I'm making a game on a hexagon grid.

A ‘region’ is a list of all the tiles of a certain colour that are connected.

I'm trying to devise a function that will return the ‘holes’ in a region.

The function would take as input an array of tiles, which you can assume are all connected to one another.

The function will return the array of arrays of tiles which are the ‘holes’ in the region.

For example, (see image below) with an input of an array which contains all the tiles coloured red, I want to return something like:

[[(2,3), (2,4), (3,3)], [(3,1)]]

Any advice on a possible approach would be appreciated.

Write a floodfill routine and start it on a hex that you know is part of the fully connected tiles (or the reachable first tile, or the initial position or something else). Those are the tiles that are non-relevant.

Then find the tiles outside the non-relevant set, and run a floodfill on one of them. That's a hole. Continue finding other tiles that are outside the non-relevant set and outside any holes you found thus far, and use floodfill to find their set of tiles.

Thanks @Alberth

Let me check I understand you correctly

From the set of all possible tiles,

subtract the region,

subtract the area which is outside the region, and can be found by a flood fill from a starting tile

what's left are the holes

separate the holes

So I guess there are two issues with this approach, #1 is picking a good starting tile to do the flood fill, #2 is potentially if the total set of tiles is very large.

@dan4 what is your current understand of path-finding and the algorithms used? There are ways to optimize such as dividing up your work into sectors, cache calculated paths, not having every object seek a path at the exact same time, and utilize paths already established based on current positions, however you also need to make sure you're not re-checking the same node and checking nodes which you know beforehand are not valid to begin with.

Depending on your understanding of the various algorithms you'll want to do some of your own testing to see which works best for you then worry about optimization if it becomes necessary.

Hi @Rutin. I'm quite confident at implementing a variety of the most common path-finding algorithms. Could you elaborate on how your ways to optimize would be applied within an approach to the specific problem I have? Thanks.

dan4 said:
So I guess there are two issues with this approach, #1 is picking a good starting tile to do the flood fill, #2 is potentially if the total set of tiles is very large.

I don't see so many options of optimization here, but at least we know tiles at the boundary can not be a hole, so no need to start flood fill for them.

So you could loop over all interior cells in the outer loop.

Skip if the cell has a color, otherwise floodfill with a new color.

During the flood fill you could check for reaching a boundary cell. If so, the current region is not a hole. (But you could finish the fill regardless, so all cells in the region become colored and skippable.)

If you did not reach the boundary, the colored region must be a hole - memorize that set and continue.

What code have you already written based on your knowledge of the above? Where are you seeing a bottleneck in your approach.

Here is an example, if you know all those red nodes are locked in, all you have to do is pick an edge node which is available and by using BFS for example you'll find the holes by searching all available nodes less the ones marked in red. The left over nodes which could not be reached are going show up as your holes: ‘[[(2,3), (2,4), (3,3)], [(3,1)]]’. You'll want to cycle through all your edges as starting at (0,0) will never reach (0,2).

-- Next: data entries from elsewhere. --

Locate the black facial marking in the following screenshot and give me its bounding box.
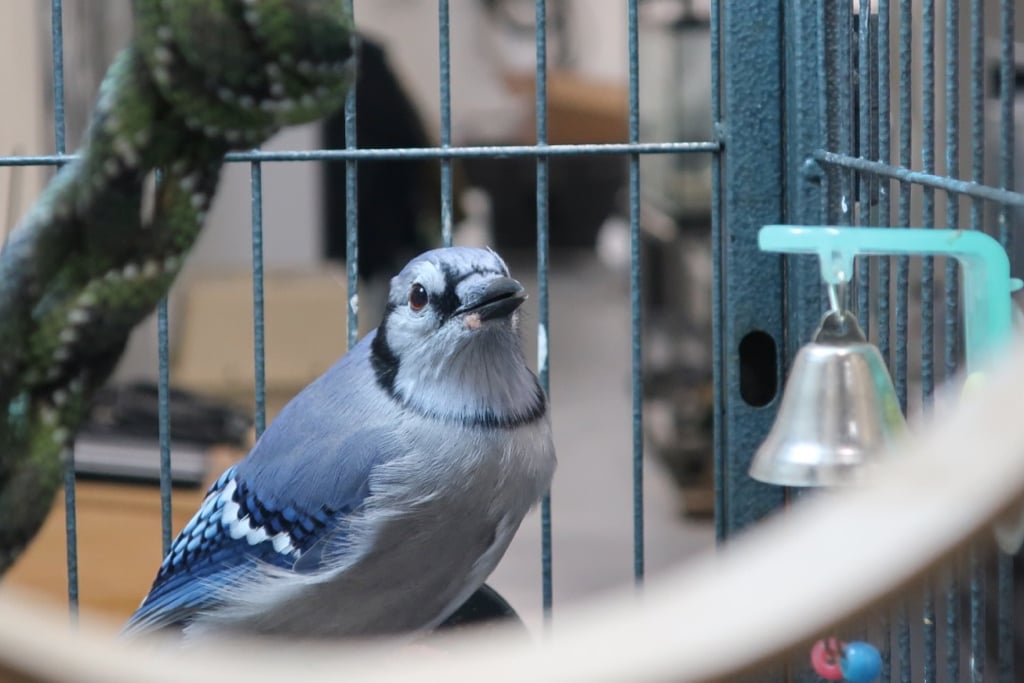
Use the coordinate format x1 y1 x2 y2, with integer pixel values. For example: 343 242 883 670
370 304 399 395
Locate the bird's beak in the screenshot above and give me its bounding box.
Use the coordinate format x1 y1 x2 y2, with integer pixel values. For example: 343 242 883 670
456 278 526 321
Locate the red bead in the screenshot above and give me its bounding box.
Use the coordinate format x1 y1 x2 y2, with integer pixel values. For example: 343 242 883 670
811 638 843 681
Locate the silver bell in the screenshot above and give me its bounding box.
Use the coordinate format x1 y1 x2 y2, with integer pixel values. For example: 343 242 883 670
750 311 906 486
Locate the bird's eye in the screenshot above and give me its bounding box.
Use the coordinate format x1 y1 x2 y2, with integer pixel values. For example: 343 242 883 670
409 283 427 311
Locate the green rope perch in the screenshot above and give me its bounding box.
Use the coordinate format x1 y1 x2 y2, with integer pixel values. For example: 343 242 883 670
0 0 354 574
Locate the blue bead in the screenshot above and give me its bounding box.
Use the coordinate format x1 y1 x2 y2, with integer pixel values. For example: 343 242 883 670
839 640 882 683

I wouldn't bother with optimization yet until you're certain you need to do it, and I simply don't have the time to write up posts about the various methods at this time but I would suggest doing some searches online in your free time.

@JoeJ Boundary tile ≠ hole tile is a good point. Thanks for that.

@Rutin I've written lots and lots and lots of code in the past based on my knowledge of the above. Thanks for your example approach for the specific problem. And thanks for the tip about optimization.

Start with the full set of empty/off-colored tiles, which in your case is the set of all tiles not part of your input.

Pick a tile from the set which is on the border, i.e. “outside”, and perform a flood-fill algorithm against tiles that are also in the set (not referring to color at this point since the initial construction handles the selection criteria). Subtract the result from the set. Repeat this process until no more border tiles exist in the set. What remains are the “inside” tiles, aka holes.

dan4 said:
So I guess there are two issues with this approach, #1 is picking a good starting tile to do the flood fill, #2 is potentially if the total set of tiles is very large.

I am not sure that a region could not have a tile at the border, so I didn't dare making assumptions of safe starting points. At some point you likely have to make assumptions anyway (eg a hole is less than ½ the area), but it's all problem-specific, and without that information I can only guess.

As for size, how large is large? Also, how often do you need this information, and does it ever change? You asked for a way to solve it, without stating any constraints. My algorithm will give you a solution. Criticizing that solution based on information you didn't include in the question is euhm, let's say, non-optimal.